IV. Necessity.—The necessity of theology has its grounds…

(a) In the organizing instinct of the human mind. This organizing principle is a part of our constitution. The mind cannot endure confusion or apparent contradiction in known facts. The tendency to harmonize and unify its knowledge appears as soon as the mind becomes reflective; just in proportion to its endowments and culture does the impulse to systematize and formulate increase. This is true of all departments of human inquiry, but it is peculiarly true of our knowledge of God. Since the truth with regard to God is the most important of all, theology meets the deepest want of man’s rational nature. Theology is a rational necessity. If all existing theological systems were destroyed to-day, new systems would rise to-morrow. So inevitable is the operation of this law, that those who most decry theology show nevertheless that they have made a theology for themselves, and often one sufficiently meagre and blundering. Hostility to theology, where it does not originate in mistaken fears for the corruption of God’s truth or in a naturally illogical structure of mind, often proceeds from a license of speculation which cannot brook the restraints of a complete Scriptural system.

President E. G. Robinson: “Every man has as much theology as he can hold.” Consciously or unconsciously, we philosophize, as naturally as we speak prose. “Se moquer de la philosophie c’est vraiment philosopher.” Gore, Incarnation, 21—“Christianity became metaphysical, only because man is rational. This rationality means that he must attempt ‘to give account of things,’ as Plato said, ‘because he was a man, not merely because he was a Greek.’ ” Men often denounce systematic theology, while they extol the sciences of matter. Has God then left only the facts with regard to himself in so unrelated a state that man cannot put them together? All other sciences are valuable only as they contain or promote the knowledge of God. If it is praiseworthy to classify beetles, one science may be allowed to reason concerning God and the soul. In speaking of Schelling, Royce, Spirit of Modern Philosophy, 173, satirically exhorts us: “Trust your genius; follow your noble heart; change your doctrine whenever your heart changes, and change your heart often,—such is the practical creed of the romanticists.” Ritchie, Darwin and Hegel, 3—“Just those persons who disclaim metaphysics are sometimes most apt to be infected with the disease they profess to abhor—and not to know when they have it.” See Shedd, Discourses and Essays, 27–52; Murphy, Scientific Bases of Faith, 195–199.

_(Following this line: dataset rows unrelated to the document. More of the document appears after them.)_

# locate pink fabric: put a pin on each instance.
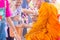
(2, 4)
(8, 12)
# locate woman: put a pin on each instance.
(5, 13)
(47, 26)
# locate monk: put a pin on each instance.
(47, 25)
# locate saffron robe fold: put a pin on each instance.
(47, 26)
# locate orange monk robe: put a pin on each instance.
(47, 26)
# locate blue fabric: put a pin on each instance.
(2, 24)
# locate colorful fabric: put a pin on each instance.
(47, 26)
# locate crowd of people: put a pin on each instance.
(29, 20)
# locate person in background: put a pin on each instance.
(5, 13)
(47, 26)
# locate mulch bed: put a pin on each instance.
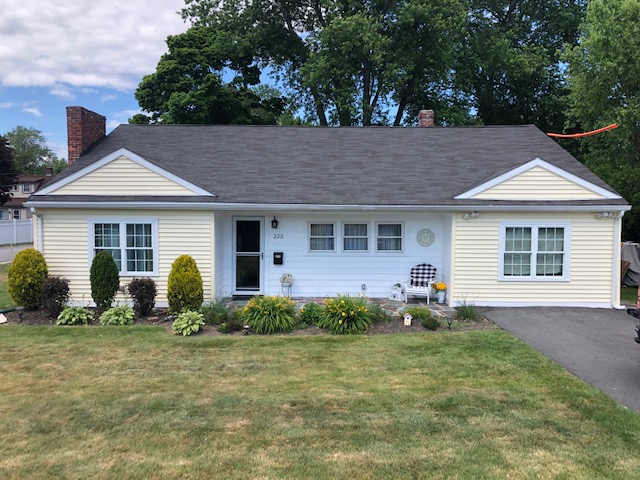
(158, 318)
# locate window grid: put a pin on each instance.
(389, 237)
(355, 237)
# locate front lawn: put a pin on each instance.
(133, 402)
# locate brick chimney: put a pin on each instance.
(425, 118)
(84, 128)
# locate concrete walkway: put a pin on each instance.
(594, 344)
(7, 253)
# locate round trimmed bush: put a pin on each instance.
(105, 280)
(27, 274)
(184, 286)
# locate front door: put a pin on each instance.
(248, 255)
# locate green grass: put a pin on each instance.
(134, 402)
(629, 295)
(5, 299)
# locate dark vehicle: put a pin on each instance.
(635, 313)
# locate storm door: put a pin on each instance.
(248, 255)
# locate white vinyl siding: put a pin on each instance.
(122, 176)
(538, 184)
(476, 254)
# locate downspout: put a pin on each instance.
(617, 257)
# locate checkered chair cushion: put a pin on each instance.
(423, 275)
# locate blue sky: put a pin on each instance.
(80, 52)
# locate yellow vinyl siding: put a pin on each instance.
(122, 177)
(538, 184)
(67, 246)
(475, 261)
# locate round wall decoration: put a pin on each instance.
(425, 237)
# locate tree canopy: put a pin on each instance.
(7, 173)
(31, 154)
(605, 88)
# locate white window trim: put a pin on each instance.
(123, 222)
(532, 277)
(343, 237)
(336, 236)
(402, 237)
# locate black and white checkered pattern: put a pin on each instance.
(423, 275)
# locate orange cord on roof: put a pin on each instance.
(585, 134)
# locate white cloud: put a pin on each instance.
(84, 43)
(33, 111)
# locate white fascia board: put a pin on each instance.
(538, 162)
(134, 157)
(316, 208)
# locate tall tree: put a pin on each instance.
(605, 88)
(31, 154)
(346, 62)
(510, 67)
(7, 173)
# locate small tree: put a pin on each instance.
(184, 288)
(27, 275)
(105, 280)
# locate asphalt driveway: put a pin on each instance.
(594, 344)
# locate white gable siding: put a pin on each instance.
(476, 262)
(322, 274)
(66, 246)
(538, 184)
(122, 177)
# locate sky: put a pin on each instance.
(78, 52)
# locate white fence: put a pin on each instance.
(16, 231)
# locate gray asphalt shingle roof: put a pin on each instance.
(337, 166)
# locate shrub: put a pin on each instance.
(27, 275)
(311, 313)
(105, 280)
(270, 314)
(188, 322)
(346, 315)
(75, 316)
(424, 316)
(378, 314)
(118, 315)
(54, 295)
(143, 291)
(216, 312)
(184, 288)
(467, 311)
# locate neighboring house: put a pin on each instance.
(25, 186)
(504, 213)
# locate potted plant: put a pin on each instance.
(441, 290)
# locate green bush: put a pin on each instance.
(27, 275)
(143, 291)
(118, 315)
(467, 311)
(188, 323)
(270, 314)
(75, 316)
(424, 316)
(54, 295)
(311, 313)
(105, 280)
(184, 288)
(216, 312)
(346, 315)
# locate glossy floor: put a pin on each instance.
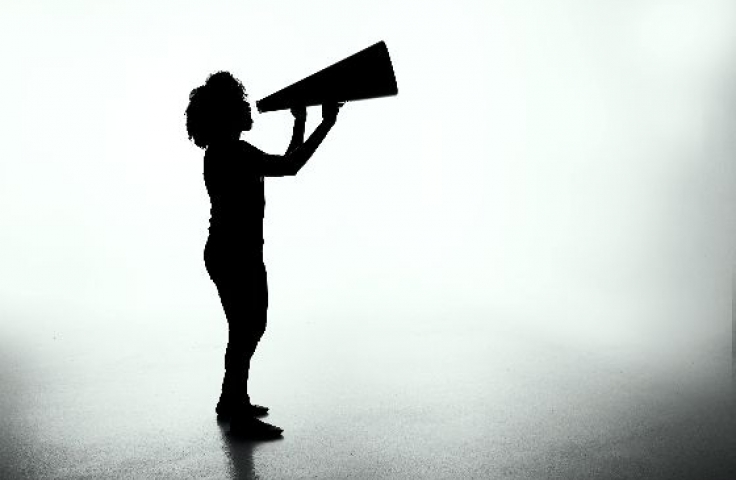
(434, 399)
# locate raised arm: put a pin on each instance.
(299, 151)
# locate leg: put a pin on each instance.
(245, 301)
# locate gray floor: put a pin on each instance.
(112, 398)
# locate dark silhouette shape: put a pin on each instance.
(234, 170)
(366, 74)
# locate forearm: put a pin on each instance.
(302, 153)
(297, 137)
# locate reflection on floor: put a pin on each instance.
(356, 401)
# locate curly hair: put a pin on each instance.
(219, 106)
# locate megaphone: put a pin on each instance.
(366, 74)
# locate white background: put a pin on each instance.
(565, 167)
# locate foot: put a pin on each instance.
(253, 429)
(225, 411)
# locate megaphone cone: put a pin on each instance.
(366, 74)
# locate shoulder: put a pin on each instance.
(248, 149)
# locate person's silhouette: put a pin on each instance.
(218, 112)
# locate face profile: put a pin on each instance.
(218, 110)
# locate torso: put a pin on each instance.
(236, 196)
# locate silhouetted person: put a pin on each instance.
(218, 112)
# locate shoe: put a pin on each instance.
(225, 410)
(253, 429)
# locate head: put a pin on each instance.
(218, 110)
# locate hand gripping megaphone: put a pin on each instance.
(366, 74)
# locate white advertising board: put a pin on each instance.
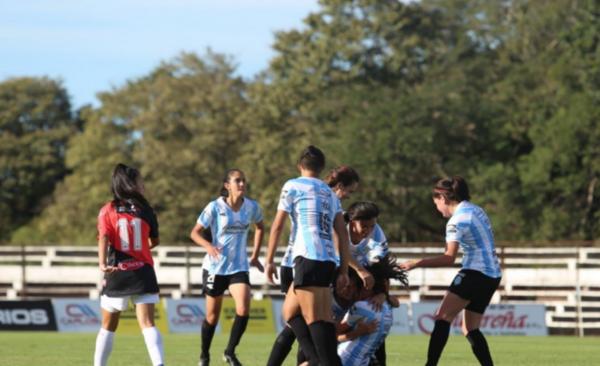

(b) In the relation of systematic truth to the development of character. Truth thoroughly digested is essential to the growth of Christian character in the individual and in the church. All knowledge of God has its influence upon character, but most of all the knowledge of spiritual facts in their relations. Theology cannot, as has sometimes been objected, deaden the religious affections, since it only draws out from their sources and puts into rational connection with each other the truths which are best adapted to nourish the religious affections. On the other hand, the strongest Christians are those who have the firmest grasp upon the great doctrines of Christianity; the heroic ages of the church are those which have witnessed most consistently to them; the piety that can be injured by the systematic exhibition of them must be weak, or mystical, or mistaken.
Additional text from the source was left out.